In this challenge Freedman saw an opportunity to connect Aylmer with a New Paltz student. He approached HVAMC intern Lori Jockers ’16 (Mechanical Engineering), who is combining her interests in engineering and creative arts through digital design and fabrication programs at the College.
“Danielle needed someone who was creative and who had experience with computer-aided design (CAD) software to improve upon her original design,” Jockers said. “I’m majoring in Mechanical Engineering but I’m also minoring in Art Studio, which made me a good candidate.”
Jockers and Aylmer began exchanging ideas about how to bring the first Syngies design, a toy car shape, into being.
“Going into this project I did a lot of research about syringes and how they’re used because the main concern was safety,” Jockers said. “I wanted to create a toy car that would not only fit onto a syringe, but also not be an obstruction when in use. At the same time, I wanted to use my creativity to make the object more aesthetically pleasing. Danielle thought her original model could look more child-friendly, so I personified the car with eyes and a mouth. In the end, I felt I was able to develop a product that my customer loved as much as I did.”

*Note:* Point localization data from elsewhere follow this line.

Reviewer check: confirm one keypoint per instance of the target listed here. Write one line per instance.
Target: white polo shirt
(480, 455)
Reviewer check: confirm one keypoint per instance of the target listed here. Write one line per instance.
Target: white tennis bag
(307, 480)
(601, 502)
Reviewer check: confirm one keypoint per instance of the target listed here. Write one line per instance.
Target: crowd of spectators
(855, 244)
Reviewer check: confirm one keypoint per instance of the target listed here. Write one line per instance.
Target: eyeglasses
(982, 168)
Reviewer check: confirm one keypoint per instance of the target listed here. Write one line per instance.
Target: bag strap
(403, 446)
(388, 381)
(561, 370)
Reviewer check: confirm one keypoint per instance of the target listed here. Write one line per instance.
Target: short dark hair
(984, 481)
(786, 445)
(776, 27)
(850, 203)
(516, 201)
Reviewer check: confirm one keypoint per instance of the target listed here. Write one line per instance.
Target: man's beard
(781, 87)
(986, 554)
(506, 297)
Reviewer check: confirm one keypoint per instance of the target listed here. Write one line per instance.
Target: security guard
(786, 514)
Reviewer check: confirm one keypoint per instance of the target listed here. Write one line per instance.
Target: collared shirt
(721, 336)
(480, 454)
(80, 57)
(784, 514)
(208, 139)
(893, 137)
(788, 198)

The success of the collaboration was confirmed this summer, when Aylmer received the first production line of 500 multi-colored Syngies. “They look perfect,” Aylmer said. “Better than I ever expected!” As she moves into the sales and marketing phase of her business plan, Aylmer said she plans to continue contracting with the HVAMC as her business grows.
As for Jockers, the experience of working with a real client bestowed a sense of confidence and direction that she will look to apply as she completes her degree and enters the professional realm.

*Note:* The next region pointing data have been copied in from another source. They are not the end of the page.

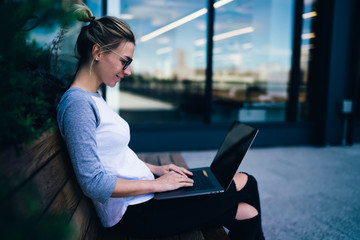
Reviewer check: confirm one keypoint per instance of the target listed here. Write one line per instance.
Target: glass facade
(307, 47)
(251, 60)
(168, 76)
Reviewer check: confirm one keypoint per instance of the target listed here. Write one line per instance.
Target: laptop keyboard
(200, 181)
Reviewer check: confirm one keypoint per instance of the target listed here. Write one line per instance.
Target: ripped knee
(240, 180)
(245, 211)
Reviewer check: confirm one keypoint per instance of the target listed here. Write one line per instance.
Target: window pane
(168, 71)
(251, 60)
(307, 49)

“I have always been creative and had a passion for design,” Jockers said. “Working on this project made me realize how much I would like a career as a design engineer, bringing new ideas to life.”

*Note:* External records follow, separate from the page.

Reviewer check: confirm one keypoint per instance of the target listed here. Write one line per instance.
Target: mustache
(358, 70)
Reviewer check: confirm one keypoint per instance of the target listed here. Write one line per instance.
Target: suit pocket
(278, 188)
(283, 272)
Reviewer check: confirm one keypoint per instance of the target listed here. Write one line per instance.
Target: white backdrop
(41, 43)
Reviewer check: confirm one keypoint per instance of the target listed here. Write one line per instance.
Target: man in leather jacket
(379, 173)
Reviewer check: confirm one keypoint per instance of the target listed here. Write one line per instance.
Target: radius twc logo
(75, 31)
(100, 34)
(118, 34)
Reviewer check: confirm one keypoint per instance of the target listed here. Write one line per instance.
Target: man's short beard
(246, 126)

About New Paltz’s 3D Printing Initiative
Since launching the HVAMC in spring 2013, the College’s effort to fuse learning and manufacturing, science and the arts has continued to gain momentum. In February 2014, the College partnered with Brooklyn, N.Y. – based MakerBot, the leading manufacturer of desktop 3D printers, to open the nation’s first MakerBot Innovation Center at SUNY New Paltz. The 3D Printing Initiative received additional funding in fall 2014, including a $10 million NYSUNY 2020 Challenge Grant to help establish an Engineering Innovation Hub and$850,000 in capital funding for a new 3D printing laboratory. In December 2013, the Mid-Hudson Regional Economic Development Council and Governor Andrew Cuomo awarded the College $1M in state economic development funds. Currently, the HVAMC is providing digital design and fabrication expertise to about 60 businesses and entrepreneurs throughout the region. The Center also engages the local community and educates the public about the possibilities of 3D printing. Workshops and courses for K-12 educators, including through the Governor’s New York State Master Teachers Program, have attracted a wide variety of teachers, from art to science, who have an interest in digital design and fabrication and are utilizing these new technologies in their classrooms.